Python Forum

Full Version: How to append multiple <class 'str'> into a single List
You're currently viewing a stripped down version of our content. View the full version with proper formatting.
I have a variable called "link_list" that prints out multiple game-id URLs which I, using pythonic means, procured from a sports website. The terminal output looks something like this:

print(link_list)


https://www.pcb.com.pk/match_detail.php?match_id=21782
https://www.pcb.com.pk/match_detail.php?match_id=21790
https://www.pcb.com.pk/match_detail.php?match_id=21798
https://www.pcb.com.pk/match_detail.php?match_id=21812
https://www.pcb.com.pk/match_detail.php?match_id=21822
If I print using print(type(variable)) it shows the following <class 'str'> fields for each line

print(type(link_list))

<class 'str'>
<class 'str'>
<class 'str'>
<class 'str'>
<class 'str'>
<class 'str'>
Now what I want is, to merge these results (URLs) in the form of a list so I can then run a selenium code snippet later on to get relevant data from these. How do I go about doing this? Any assistance on the matter would be appreciated.
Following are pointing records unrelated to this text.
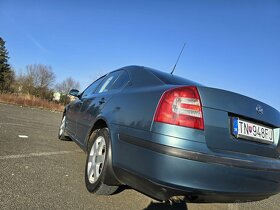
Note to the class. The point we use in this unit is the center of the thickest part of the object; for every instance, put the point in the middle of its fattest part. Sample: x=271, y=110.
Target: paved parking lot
x=37, y=171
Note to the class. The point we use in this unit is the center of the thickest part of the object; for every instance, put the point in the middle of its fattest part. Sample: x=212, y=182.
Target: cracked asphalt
x=37, y=171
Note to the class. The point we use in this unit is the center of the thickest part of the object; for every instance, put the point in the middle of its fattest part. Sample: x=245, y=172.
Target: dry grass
x=30, y=101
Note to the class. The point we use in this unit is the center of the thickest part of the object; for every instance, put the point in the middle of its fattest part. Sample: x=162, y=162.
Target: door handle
x=101, y=101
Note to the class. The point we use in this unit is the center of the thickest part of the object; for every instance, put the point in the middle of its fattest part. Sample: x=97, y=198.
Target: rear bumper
x=162, y=171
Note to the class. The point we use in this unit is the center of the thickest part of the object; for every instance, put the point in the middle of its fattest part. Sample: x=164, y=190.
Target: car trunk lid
x=222, y=109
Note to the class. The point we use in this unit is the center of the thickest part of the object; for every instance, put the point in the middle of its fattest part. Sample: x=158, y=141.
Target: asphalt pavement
x=38, y=171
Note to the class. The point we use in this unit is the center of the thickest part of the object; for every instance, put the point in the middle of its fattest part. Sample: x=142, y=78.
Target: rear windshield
x=173, y=79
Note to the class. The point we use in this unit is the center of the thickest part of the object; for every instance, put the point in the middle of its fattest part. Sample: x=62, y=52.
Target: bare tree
x=37, y=80
x=66, y=85
x=41, y=75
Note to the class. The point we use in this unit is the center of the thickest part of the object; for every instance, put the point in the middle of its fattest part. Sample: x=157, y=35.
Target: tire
x=96, y=163
x=61, y=132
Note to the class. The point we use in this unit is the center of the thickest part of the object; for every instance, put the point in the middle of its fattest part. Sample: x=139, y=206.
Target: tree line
x=37, y=79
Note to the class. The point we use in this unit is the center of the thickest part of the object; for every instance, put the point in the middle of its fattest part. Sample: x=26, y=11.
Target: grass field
x=30, y=101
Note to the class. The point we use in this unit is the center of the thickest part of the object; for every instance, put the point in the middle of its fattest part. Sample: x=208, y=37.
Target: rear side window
x=108, y=82
x=172, y=79
x=121, y=81
x=90, y=89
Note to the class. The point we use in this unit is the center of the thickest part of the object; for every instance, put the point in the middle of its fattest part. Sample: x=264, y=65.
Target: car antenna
x=178, y=58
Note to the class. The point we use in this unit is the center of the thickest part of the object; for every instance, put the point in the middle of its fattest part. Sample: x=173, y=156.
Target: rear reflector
x=181, y=106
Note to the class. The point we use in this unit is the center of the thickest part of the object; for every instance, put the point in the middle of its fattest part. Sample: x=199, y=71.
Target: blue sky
x=233, y=45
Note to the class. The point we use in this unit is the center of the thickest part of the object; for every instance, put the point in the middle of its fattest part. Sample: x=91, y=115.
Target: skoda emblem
x=259, y=109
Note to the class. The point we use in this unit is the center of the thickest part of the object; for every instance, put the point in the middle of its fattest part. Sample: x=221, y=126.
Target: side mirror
x=74, y=92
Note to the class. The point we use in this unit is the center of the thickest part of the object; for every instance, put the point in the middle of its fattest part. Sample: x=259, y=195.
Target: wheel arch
x=110, y=177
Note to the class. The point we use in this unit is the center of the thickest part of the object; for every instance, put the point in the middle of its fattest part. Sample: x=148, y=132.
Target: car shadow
x=178, y=205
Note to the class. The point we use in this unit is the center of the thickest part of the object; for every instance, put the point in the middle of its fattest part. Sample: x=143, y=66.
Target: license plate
x=251, y=131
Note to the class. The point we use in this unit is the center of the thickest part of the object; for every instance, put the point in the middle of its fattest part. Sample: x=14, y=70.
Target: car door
x=94, y=104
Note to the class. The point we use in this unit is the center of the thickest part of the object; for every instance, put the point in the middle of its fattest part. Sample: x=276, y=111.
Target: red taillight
x=181, y=106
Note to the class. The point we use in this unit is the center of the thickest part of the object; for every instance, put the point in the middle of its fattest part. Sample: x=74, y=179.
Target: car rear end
x=207, y=144
x=227, y=148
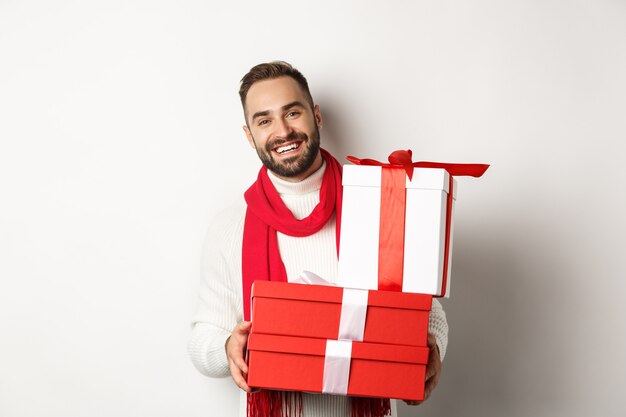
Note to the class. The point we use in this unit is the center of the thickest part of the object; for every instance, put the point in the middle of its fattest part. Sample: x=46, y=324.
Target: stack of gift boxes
x=367, y=335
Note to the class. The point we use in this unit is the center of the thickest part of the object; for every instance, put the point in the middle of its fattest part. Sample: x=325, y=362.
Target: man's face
x=283, y=128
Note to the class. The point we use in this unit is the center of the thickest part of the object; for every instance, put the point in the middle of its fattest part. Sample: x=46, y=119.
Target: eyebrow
x=264, y=113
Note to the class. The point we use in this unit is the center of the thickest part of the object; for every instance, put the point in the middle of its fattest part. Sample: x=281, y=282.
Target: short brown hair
x=269, y=71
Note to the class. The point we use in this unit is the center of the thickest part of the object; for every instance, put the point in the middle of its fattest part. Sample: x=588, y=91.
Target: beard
x=296, y=165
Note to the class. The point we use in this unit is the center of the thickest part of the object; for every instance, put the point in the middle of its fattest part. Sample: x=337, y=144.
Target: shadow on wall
x=339, y=135
x=484, y=312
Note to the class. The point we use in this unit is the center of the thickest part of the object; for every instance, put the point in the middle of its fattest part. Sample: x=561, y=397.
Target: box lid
x=332, y=294
x=369, y=176
x=317, y=347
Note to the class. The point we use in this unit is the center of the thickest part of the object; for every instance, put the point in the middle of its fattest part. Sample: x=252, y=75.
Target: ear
x=318, y=116
x=249, y=136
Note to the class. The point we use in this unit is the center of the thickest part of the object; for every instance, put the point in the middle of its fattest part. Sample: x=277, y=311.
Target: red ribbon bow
x=391, y=245
x=403, y=159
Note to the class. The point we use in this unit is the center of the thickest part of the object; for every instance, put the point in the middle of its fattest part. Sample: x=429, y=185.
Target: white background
x=120, y=131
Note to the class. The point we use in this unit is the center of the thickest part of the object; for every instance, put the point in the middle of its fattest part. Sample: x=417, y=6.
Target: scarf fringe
x=267, y=403
x=370, y=407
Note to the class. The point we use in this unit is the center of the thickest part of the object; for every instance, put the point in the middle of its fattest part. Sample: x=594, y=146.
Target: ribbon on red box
x=393, y=207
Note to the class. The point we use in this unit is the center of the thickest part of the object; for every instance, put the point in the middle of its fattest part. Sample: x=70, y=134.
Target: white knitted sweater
x=220, y=305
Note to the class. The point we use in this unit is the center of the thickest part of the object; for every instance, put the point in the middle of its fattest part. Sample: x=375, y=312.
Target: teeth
x=283, y=149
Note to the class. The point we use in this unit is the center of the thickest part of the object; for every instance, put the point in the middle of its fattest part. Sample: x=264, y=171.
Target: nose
x=283, y=129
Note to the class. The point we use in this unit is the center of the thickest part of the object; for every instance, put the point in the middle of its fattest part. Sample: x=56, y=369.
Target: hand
x=235, y=349
x=433, y=370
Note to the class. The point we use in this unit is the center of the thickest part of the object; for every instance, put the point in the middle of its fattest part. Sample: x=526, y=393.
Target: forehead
x=269, y=95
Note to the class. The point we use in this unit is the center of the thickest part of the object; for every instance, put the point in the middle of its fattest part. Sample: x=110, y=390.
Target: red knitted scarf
x=266, y=215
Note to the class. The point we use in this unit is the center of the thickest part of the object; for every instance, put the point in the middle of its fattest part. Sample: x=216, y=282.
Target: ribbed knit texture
x=220, y=305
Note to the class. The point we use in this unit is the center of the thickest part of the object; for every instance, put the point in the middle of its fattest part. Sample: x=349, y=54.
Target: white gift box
x=424, y=230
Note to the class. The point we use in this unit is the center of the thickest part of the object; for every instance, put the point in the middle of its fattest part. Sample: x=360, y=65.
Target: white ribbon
x=337, y=367
x=351, y=327
x=353, y=313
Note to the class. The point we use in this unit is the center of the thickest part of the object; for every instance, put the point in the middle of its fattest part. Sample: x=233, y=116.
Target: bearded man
x=287, y=224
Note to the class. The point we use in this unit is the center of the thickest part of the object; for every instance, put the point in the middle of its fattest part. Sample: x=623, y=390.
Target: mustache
x=290, y=138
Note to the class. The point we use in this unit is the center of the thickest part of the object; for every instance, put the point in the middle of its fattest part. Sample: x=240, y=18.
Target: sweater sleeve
x=219, y=302
x=438, y=326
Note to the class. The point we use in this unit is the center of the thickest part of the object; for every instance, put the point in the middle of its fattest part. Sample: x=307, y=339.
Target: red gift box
x=315, y=310
x=375, y=370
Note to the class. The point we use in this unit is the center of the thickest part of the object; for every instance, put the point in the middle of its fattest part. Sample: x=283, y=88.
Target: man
x=295, y=231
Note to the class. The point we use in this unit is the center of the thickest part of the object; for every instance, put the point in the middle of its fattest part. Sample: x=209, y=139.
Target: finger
x=244, y=326
x=241, y=364
x=237, y=376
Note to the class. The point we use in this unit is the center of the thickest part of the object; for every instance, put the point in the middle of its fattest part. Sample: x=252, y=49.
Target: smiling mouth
x=287, y=148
Also here's my code for how I am procuring these values [THIS IS JUST FOR REFERENCE ONLY]:

#Importing all the necessary Libraries
import PySimpleGUI as sg
from selenium import webdriver
from selenium.webdriver.chrome.options import Options
from bs4 import BeautifulSoup
import urllib.request
from selenium.webdriver.support.ui import Select
import pandas as pd
import re
import itertools


# Developing Simple Front End
label = [sg.Text("Please Enter Link")]
link = [sg.Input(enable_events=True, key='link')]
scrape_btn = [sg.Button("Scrape")]
exit_btn = [sg.Button("Exit")]
select_discipline = ['batting', 'bowling']
dropdown_discipline = [sg.Combo(select_discipline, enable_events=True, key='selection')]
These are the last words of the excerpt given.